In v1.0, backup is a simple and straightforward process. First, Elasticsearch needs to know where to backup data, which is done by registering a backup repository:

$ curl -XPUT 'http://localhost:9200/_snapshot/my_backup' -d '{
  "type": "fs",
  "settings": {
    "location": "/mount/backups/my_backup",
    "compress": true
  }
}'

Currently, we support file system and HDFS repositories. Support for Azure is coming soon. Once Elasticsearch knows about a repository, it’s possible to make a backup of the entire cluster with a single command:

$ curl -XPUT "localhost:9200/_snapshot/my_backup/snapshot_1?wait_for_completion=true"

Snapshots can be created on a live cluster that continues to perform indexing and search operations. A snapshot captures the point-in-time view of the index at the moment when a snapshot process has started. It makes the backup image of the index consistent. Restore is even simpler:

$ curl -XPOST "localhost:9200/_snapshot/my_backup/snapshot_1/_restore?wait_for_completion=true"

It’s possible to restore indices within a live cluster as well. However, indices have to be closed prior to restore. We are planning to make it possible to restore open read-only indices in a future release.

Both backup and restore operations are incremental, which means that only files that changed since the last snapshot will be copied into the repository or restored into an index. Incremental snapshots allow performing the snapshot operation as frequently as needed without too much disk space overhead. Users can now easily create a snapshot before upgrade or a risky change in the cluster and quickly rollback to the previous index state if things go wrong. The snapshot/restore mechanism can be also used to synchronize data between a “hot” cluster and a remote, “cold” backup cluster in a different geographic region for fast disaster recovery.

We are very excited about this new feature.
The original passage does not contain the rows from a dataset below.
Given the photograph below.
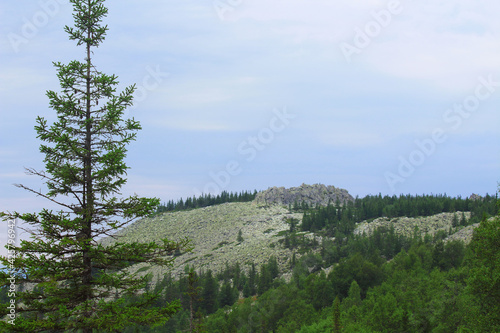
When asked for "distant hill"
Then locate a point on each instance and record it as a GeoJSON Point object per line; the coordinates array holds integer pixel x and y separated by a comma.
{"type": "Point", "coordinates": [312, 195]}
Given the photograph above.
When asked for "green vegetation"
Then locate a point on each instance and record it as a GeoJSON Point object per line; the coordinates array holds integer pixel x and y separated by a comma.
{"type": "Point", "coordinates": [72, 282]}
{"type": "Point", "coordinates": [206, 200]}
{"type": "Point", "coordinates": [380, 282]}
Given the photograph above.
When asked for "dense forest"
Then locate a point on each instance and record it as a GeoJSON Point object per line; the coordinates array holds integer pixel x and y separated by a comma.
{"type": "Point", "coordinates": [205, 200]}
{"type": "Point", "coordinates": [381, 282]}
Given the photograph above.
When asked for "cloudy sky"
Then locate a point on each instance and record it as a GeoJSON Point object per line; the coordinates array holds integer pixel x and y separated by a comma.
{"type": "Point", "coordinates": [372, 96]}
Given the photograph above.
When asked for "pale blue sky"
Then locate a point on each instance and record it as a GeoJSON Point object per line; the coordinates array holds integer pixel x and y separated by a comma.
{"type": "Point", "coordinates": [249, 94]}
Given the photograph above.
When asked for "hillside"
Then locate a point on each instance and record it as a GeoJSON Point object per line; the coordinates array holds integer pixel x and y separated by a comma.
{"type": "Point", "coordinates": [213, 232]}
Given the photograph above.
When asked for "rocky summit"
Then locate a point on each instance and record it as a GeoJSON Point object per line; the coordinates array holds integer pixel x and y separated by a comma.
{"type": "Point", "coordinates": [313, 195]}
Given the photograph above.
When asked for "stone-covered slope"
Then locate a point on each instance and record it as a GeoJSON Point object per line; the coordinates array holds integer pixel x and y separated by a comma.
{"type": "Point", "coordinates": [213, 232]}
{"type": "Point", "coordinates": [425, 225]}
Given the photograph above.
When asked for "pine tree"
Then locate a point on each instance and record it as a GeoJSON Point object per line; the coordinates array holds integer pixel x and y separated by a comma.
{"type": "Point", "coordinates": [79, 283]}
{"type": "Point", "coordinates": [209, 293]}
{"type": "Point", "coordinates": [337, 327]}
We like to think of incremental backup as a time machine for your data. We are confident that everyone who relies on Elasticsearch as a critical component in their system and cannot afford down time for re-indexing will find the new Snapshot and Restore mechanism really helpful.

We welcome your feedback – try out the Snapshot & Restore API and let us know what you think!

Update: January 31, 2014: Fixed information on support for Azure.